27.05.2024 | 4 facts on a frequently asked question
Enabling a sustainable future with innovative energy solutions. That is Axpo's ambition. Every day, almost 7000 employees work towards this goal and contribute, among other things, to Axpo being able to cover around 40% of Switzerland's electricity needs. Billions have been invested in existing and new plants in recent years. However, we often hear the question of why Axpo does not invest even more - for the good of Switzerland - even in loss-making projects. Here are four facts why this is not possible without further ado.
Axpo is wholly owned by the cantons and their electricity utilities. The term ‘state-owned company’, which is often used in common parlance, may therefore be superficially correct. However, in general terms, it leads people to believe that Axpo can also invest in loss-making projects in the interests of security of supply. Is this the case? In the following, we examine Axpo's position in the market from an economic and legal perspective and show where Axpo invests and why not every investment is possible, sensible or even legal.

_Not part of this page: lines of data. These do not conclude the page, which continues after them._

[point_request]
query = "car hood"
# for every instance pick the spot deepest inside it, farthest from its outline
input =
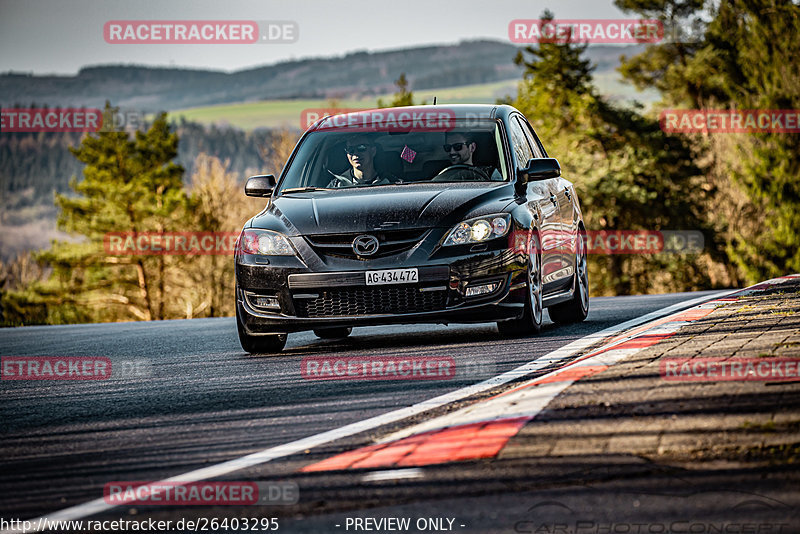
(376, 208)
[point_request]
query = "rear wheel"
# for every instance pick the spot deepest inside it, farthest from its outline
(576, 309)
(531, 321)
(267, 344)
(333, 333)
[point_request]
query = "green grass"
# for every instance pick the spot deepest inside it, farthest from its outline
(286, 113)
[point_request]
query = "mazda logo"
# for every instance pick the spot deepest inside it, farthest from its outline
(365, 245)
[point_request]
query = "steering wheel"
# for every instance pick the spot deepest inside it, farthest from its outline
(460, 168)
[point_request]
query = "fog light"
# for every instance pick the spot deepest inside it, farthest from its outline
(483, 289)
(270, 303)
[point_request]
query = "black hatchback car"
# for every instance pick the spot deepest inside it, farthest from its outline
(426, 214)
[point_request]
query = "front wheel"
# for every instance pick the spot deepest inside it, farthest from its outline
(576, 309)
(531, 321)
(268, 344)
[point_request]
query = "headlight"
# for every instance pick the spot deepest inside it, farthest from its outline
(479, 229)
(264, 242)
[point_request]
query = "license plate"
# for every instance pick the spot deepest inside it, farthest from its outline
(392, 276)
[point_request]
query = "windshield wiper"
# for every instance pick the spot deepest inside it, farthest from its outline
(304, 189)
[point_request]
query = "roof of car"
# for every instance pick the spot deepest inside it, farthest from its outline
(413, 116)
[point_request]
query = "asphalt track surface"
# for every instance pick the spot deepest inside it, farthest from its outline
(201, 400)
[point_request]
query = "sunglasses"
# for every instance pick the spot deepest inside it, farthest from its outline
(358, 149)
(455, 146)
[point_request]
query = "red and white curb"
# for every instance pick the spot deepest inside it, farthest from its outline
(493, 433)
(483, 429)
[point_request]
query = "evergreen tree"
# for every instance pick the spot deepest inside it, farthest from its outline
(629, 174)
(746, 58)
(129, 185)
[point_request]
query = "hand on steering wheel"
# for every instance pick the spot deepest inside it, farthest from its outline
(460, 168)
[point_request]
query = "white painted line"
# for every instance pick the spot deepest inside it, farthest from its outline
(287, 449)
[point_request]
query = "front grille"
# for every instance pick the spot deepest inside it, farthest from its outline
(371, 301)
(391, 242)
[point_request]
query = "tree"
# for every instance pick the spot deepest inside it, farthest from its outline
(746, 58)
(129, 185)
(629, 174)
(218, 205)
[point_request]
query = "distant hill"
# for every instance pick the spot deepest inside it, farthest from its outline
(356, 75)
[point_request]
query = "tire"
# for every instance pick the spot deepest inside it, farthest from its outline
(333, 333)
(268, 344)
(531, 321)
(576, 309)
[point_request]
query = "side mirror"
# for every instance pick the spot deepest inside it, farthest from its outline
(540, 169)
(260, 186)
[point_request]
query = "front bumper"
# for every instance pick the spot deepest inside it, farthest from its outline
(309, 299)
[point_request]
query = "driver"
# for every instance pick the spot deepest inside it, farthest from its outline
(361, 156)
(460, 147)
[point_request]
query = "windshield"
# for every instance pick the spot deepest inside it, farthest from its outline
(342, 158)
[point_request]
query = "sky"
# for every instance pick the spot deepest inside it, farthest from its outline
(61, 36)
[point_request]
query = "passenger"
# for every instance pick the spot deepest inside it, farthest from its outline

The idea of an inter-cantonal interconnected electricity supply gained momentum shortly before the First World War. The political pressure to have the electricity supply in public hands increased and in 1914 the cantons of Aargau, Glarus, Zurich, Thurgau, Schaffhausen and Zug merged to form Nordostschweizerische Kraftwerke AG (NOK). But the days of the monopoly, regulated prices and guaranteed returns are long gone. In the 1990s, the European Union announced the liberalisation of the electricity market, and Switzerland followed suit in 2009 with partial liberalisation. Today's Axpo has become a company that is exposed to market mechanisms. Where previously the costs of electricity production were passed on 100% to monopoly customers regardless of the amount, Axpo now sells all the electricity it produces on the market. Nobody is forced to buy from Axpo. If the market price is below the production costs, Axpo would make a loss. The market price is set internationally and Axpo, like all producers on the market, simply takes the price that is offered. Axpo therefore earns every franc on the market in its core business (production and trading), with one exception: Axpo's Central Switzerland subsidiary CKW operates in the regulated end customer market. However, business with captive end customers in Central Switzerland accounts for only a very small part of Axpo's business activities. The economic conclusion is simple: investments must be earned first. This is not possible with loss-making activities. A company that operates uneconomically in the long term will sooner or later go bankrupt. For Axpo to continue to make its contribution to Switzerland's security of supply, it must remain capable of making investments. In addition, the capital market takes its cue from a company's rating. If this rating cannot be maintained (due to a lack of profitability or the quality of the balance sheet), a company will at best receive expensive debt capital and at worst none at all. Axpo is part of these market mechanisms.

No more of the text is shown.